Paul takes it to a whole other level in Ephesians 1, “Praise be to the God and Father of our Lord Jesus Christ who has blessed us in the Heavenly realms with every spiritual blessing in Christ; for He chose us in Him before the Creation of the world to be holy and blameless in His sight. In love He predestined us to be adopted as sons through Jesus Christ in accordance with His pleasure and will, to the praise of His glorious grace which He has freely given us in the One He loves. In Him we have redemption through His blood, the forgiveness of sins in accordance with the riches of God’s grace that He lavished on us with all wisdom and understanding.”

God the Father is not a stingy God! He’s not someone way up there in the distance. He’s not the man way upstairs up there! He’s not the “force be with you.” No! God the Father has revealed Himself to us in His Son, and the Son has shown us the Father heart of God, and He has lavished His love on us! He has given us an inheritance in Christ right now, and in the future that absolutely blows our mind. If we could just tap into a scintilla of it, our lives, and our relationships will be radically transformed!
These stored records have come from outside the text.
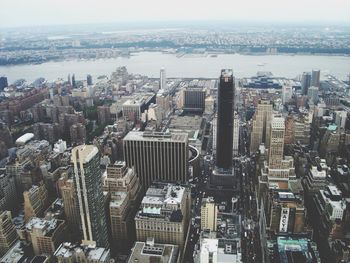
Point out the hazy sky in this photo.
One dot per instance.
(56, 12)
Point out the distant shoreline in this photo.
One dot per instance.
(211, 54)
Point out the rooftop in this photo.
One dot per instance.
(46, 226)
(91, 252)
(156, 136)
(155, 253)
(84, 153)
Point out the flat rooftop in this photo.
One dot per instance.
(156, 136)
(155, 253)
(84, 152)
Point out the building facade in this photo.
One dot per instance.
(88, 183)
(157, 156)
I John 3:1, “How great is the love the Father has lavished on us that we should be called children of God.” That is what we are. The Father from the beginning of time has been pursuing you with an unstoppable, unchangeable love. He’s the Father that you’ve been looking for.

Dear God, we thank You that You are our Father. God, we thank You that You are so gracious and kind, so tenacious and so powerful that You never let us go; that You pursue us, God! Lord, I know there are some men in here today who need to stop playing games. They need to leave the far country for good and receive You as their Father. They need to see that Your Son can rescue them and can give them a life that they could not have imagined. He can put them on a path that will blow their minds. Lord, I pray for some men here today, some young men who need to stand and come down front and get real with You today.

Lord, I pray for others here who need to do the same thing. They need a relationship with You. They need to know You as a Heavenly Father, not as some vague concept, or some god of nature. They need to know You personally. Lord, today You’ve been speaking to them. May they stand and come down front today.